I am hoping that it is mostly the joy of hormones (just the girly kind, not expecting kind)... but please bare with me.   Today my heart feels so overloaded it hurts.  I read this today.  The thought of loosing my baby, MY baby... I can't even fathem.    This mother has been to hell and back.    Is it normal to love something sooo much it hurts?   Is this an unspoken mother feeling?   Life is so short.  Too short.




I can't even tell you how many times I have deleted sentences from this post.
I could ramble all day...  Its one of THOSE days.
*********
I love you Addison, more than you will possibly ever know.
Being your Mommy has made me see joys in life I never knew possible.
I LOVE you so much it hurts.  Ugh, serioulsy.

xoxo, bree

4 comments:

Jena said...

This family is living my worst nightmare. I am trying to go back and read about the incident, but I can't make it through one post without bawling.

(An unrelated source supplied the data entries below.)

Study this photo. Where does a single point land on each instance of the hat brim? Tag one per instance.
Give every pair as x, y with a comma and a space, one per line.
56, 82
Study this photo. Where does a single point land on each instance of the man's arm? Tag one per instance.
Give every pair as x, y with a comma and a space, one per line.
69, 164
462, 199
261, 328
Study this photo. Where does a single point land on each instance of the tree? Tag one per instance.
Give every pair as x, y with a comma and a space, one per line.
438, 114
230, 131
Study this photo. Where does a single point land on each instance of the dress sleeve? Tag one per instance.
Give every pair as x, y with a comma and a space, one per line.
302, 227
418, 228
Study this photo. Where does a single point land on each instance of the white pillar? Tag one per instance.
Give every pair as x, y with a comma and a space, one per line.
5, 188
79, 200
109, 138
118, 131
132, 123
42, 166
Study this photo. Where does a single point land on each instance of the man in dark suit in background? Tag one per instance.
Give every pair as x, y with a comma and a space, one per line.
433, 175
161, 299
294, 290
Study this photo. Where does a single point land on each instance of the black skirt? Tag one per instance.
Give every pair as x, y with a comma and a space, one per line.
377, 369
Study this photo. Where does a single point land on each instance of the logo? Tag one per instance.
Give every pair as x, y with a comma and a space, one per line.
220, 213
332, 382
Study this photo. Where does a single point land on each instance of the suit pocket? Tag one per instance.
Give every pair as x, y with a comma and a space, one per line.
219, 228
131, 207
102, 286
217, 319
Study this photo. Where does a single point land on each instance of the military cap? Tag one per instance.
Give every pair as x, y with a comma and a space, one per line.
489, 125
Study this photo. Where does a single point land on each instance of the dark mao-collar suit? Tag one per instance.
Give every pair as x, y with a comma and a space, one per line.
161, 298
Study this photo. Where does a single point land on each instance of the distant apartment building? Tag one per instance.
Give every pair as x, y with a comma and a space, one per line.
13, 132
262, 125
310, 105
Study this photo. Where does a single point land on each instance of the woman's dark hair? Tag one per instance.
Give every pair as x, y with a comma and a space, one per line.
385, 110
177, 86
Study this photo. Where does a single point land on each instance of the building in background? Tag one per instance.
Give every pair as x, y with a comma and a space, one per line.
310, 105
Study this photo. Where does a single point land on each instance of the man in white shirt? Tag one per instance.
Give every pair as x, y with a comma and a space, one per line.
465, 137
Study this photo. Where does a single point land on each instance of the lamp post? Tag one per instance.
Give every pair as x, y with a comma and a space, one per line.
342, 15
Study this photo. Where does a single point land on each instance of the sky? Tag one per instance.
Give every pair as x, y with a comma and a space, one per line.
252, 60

I can't believe how much courage she has to blog through this entire unbelievably horrible time in her life.

It puts things in perspective and makes me want to hug, kiss, and love on my babies even more than before.

Thanks for sharing :)

Amy said...

Oh MY WORD BRee... :((((((((((((( I am a big bawling teary mess ... of the regular "girlie" hormones as well after reading that! How short life is .. and how quickly it can be taken away from us.. in one moment ... What a tragedy! :(
And I agree with you! I cannot fathom W being taken away from us like that! against our control.. although I do know and love that God is in control at all times! .. These types of things put things into perspective to love and cherish those we love each day!

Laura Railing said...

First of all, you are not a wimp or any less for loving Addison so much it hurts. that's the mama in you. And, it's good. Because otherwise how would we mamas fight for what is right. The story you linked to kills me. I've been sobbing for a while. I can't even imagine. It makes me want to hug my own son tighter and appreciate him more. You just never know what's going to happen in life. Thank you for sharing.

amy said...

oh my goodness gracious I can't finish reading that link. No...I just can't. Those photos...I think I'm going to hurt all day long from that. UGH.